I am also disappointed that Mike does not even consider the possibility that conscious agency might be a supervenient property in the universe. Many atheistic materialists believe that consciousness (and self-consciousness) supervenes on brains. Might it supervene on other structures in the natural universe? And might that supervenient consciousness provide an agent causal explanation of still other structures, events and processes in the universe much like our consciousness serves as an explanation? I don’t see how an open-minded person can foreclose this possibility a priori. After all (if I may borrow a line from Hamlet), “There are more things in heaven and earth, Horatio, Than are dreamt of in your philosophy.”
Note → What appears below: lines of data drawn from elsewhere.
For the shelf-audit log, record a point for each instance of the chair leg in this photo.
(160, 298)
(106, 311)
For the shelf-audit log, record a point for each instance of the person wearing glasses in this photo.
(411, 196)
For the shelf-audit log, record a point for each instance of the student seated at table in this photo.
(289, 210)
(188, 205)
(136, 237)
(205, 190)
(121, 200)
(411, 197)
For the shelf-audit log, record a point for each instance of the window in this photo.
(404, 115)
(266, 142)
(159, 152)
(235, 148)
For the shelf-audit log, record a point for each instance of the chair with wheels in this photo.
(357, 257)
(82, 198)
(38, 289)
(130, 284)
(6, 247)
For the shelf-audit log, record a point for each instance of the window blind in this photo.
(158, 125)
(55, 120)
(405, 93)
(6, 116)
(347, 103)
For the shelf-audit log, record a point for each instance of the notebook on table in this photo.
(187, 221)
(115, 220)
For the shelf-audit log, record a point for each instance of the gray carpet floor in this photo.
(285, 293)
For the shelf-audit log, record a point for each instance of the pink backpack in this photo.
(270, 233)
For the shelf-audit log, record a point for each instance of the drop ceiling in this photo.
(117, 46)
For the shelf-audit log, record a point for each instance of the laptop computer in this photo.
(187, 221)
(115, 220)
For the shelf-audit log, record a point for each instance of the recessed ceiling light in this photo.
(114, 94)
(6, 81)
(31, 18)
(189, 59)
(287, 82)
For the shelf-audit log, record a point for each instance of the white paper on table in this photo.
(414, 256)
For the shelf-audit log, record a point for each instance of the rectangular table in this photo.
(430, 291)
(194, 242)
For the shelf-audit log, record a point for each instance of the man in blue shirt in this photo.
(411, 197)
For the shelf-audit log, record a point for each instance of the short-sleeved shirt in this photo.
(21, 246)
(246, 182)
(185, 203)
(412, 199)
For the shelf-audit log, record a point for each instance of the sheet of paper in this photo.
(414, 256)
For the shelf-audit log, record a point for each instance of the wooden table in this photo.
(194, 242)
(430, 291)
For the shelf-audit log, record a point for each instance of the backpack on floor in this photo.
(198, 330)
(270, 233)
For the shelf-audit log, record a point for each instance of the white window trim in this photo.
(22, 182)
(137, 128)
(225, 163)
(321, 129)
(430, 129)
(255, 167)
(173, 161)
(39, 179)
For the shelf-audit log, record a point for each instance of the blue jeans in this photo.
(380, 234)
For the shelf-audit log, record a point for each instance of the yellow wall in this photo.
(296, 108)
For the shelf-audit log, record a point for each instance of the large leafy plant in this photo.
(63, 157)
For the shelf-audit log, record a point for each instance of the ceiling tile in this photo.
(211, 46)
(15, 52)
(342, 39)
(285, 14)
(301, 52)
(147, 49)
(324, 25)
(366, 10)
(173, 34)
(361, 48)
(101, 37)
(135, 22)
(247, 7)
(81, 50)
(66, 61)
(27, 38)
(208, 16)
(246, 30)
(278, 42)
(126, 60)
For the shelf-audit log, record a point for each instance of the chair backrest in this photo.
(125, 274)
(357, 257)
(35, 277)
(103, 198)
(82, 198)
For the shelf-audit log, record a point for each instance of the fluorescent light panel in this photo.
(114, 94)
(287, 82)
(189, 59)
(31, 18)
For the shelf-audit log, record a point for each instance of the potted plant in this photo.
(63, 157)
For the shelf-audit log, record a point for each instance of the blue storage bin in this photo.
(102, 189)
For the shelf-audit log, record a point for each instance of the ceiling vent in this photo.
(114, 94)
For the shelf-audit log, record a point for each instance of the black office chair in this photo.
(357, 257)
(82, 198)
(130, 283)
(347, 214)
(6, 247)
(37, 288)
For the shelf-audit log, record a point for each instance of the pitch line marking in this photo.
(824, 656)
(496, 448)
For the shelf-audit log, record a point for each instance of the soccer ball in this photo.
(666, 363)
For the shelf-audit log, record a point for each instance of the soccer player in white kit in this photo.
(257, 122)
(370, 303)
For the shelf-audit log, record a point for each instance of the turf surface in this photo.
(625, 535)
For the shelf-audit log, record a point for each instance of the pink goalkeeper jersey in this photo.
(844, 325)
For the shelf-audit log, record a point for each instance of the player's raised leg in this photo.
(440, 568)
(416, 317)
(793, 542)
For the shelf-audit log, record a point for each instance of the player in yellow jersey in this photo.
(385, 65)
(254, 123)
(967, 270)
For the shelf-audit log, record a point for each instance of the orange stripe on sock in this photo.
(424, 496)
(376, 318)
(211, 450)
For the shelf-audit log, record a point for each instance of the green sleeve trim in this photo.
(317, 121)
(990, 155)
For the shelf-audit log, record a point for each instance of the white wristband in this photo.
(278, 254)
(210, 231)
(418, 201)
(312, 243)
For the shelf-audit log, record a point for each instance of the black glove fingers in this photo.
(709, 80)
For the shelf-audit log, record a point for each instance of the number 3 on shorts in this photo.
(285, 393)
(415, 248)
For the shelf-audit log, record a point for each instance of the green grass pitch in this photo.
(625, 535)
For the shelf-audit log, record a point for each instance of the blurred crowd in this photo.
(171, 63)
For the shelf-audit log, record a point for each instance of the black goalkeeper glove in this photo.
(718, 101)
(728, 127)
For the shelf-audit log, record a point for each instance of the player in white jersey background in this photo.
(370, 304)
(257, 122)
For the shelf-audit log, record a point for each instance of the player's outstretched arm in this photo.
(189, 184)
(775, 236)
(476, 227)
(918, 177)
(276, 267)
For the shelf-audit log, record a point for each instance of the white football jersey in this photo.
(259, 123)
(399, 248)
But what if we find a structure or process which appears to be best explained by an agent cause, but we have no viable human or non-human (ETI, supervenient conscious) causes? What then?
My response is simple. If there are structures or processes that are best explained by an agent cause and there are no viable human or non-human agent causes, then wouldn’t you want to know? By comparison, imagine if Grandma starts getting sick shortly after her grandson becomes her caregiver. Grandma’s neighbor suggests that grandma get her food tested to find out if it is somehow being spoiled. But Grandma refuses to get the food tested based on the possibility that her grandson might be poisoning her. To my mind, this would be a bizarre reason not to get the food tested. After all, if Grandma’s grandson is poisoning her, surely she should want to know. And if the best cause to explain an effect is a divine one, surely we should want to know that as well.
Anyway, Mike need not worry, because ID theorists are quite serious that while inferences to intelligence can be warranted within scientific explanation, inferences to divine intelligence cannot. And it will always be possible to propose still as yet undiscovered ETI or supervenient conscious agent causes.
This brings me to the second point that ID theorists really believe that insofar as agent causes of natural phenomena are discovered, that agent cause is God. This is true of most ID theorists, but it strikes me as simply irrelevant. Let’s say that Dr. Brown is a bioethicist who believes that elective abortion is wrong based on his belief that human beings are made in the image of God. However, Dr. Brown recognizes that this theological belief is not legitimate to introduce to bioethical discourse and so he limits his writing on the topic to arguments based on the Hippocratic Oath, the concept of the fetus as a patient, and facts about the mental development of fetuses. Would it be appropriate to respond to Dr. Brown’s arguments by saying “Yeah, but he really believes human beings are created in the image of God.” No, it wouldn’t. So long as Dr. Brown keeps his theological beliefs separate from his bioethical arguments, his bioethical arguments should be evaluated on their own merits.
By the same token, the theological beliefs ID theorists hold about the nature of agent causal explanations of natural phenomena are irrelevant so long as they don’t bring those theological beliefs into their ID reasoning to an agent cause. Consequently, arguments for agent causes of natural phenomena should be evaluated on their own merits.